Multi-node Index Replication Orchestrator, Integrated Rebalancing

Miroir is a RAID-like orchestration layer for Meilisearch. It stripes a large index across a fleet of small-RAM Meilisearch nodes with a configurable replication factor, fans out search queries across all shards, and rebalances shard assignments when nodes are added or removed — all using the Meilisearch Community Edition.

The Problem

Meilisearch loads its entire index into memory-mapped LMDB files. A large index that exceeds a single server's available RAM cannot run on that server. The Enterprise Edition's native sharding is gated behind a commercial license.
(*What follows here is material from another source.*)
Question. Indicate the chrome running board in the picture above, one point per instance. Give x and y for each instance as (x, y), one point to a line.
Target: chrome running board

Miroir solves this without it.

How It Works

Client
  │
  ▼
Miroir Orchestrator
  ├── Write path: hash(doc_id) → assign to shard → write to R replicas
  ├── Read path:  scatter query to all shards → gather → merge ranked results
  └── Rebalance: on node add/remove → recompute assignments → migrate minimum shards

Meilisearch Nodes (N instances, each holding a subset of shards)
  node-0   node-1   node-2   ...   node-N

Replication Factor

Analogous to software RAID — configurable per deployment:

RF	Redundancy	Node failures tolerated	Capacity
1	None (stripe only)	0	100% of fleet
2	One replica	1 per shard group	50% of fleet
3	Two replicas	2 per shard group	33% of fleet

Key Components

Orchestrator — proxy that handles shard routing, scatter-gather, result merging, and topology management
Shard router — consistent hash function (Rendezvous/HRW) mapping document IDs to node assignments; minimal reshuffling on topology change
Rebalancer — on node add/remove, recomputes assignments and migrates only the shards that changed owners; surviving replicas serve reads during rebuild
Result merger — normalizes and merges ranked result sets from multiple shards into a single coherent response

Status

Design phase. See docs/ for architecture detail.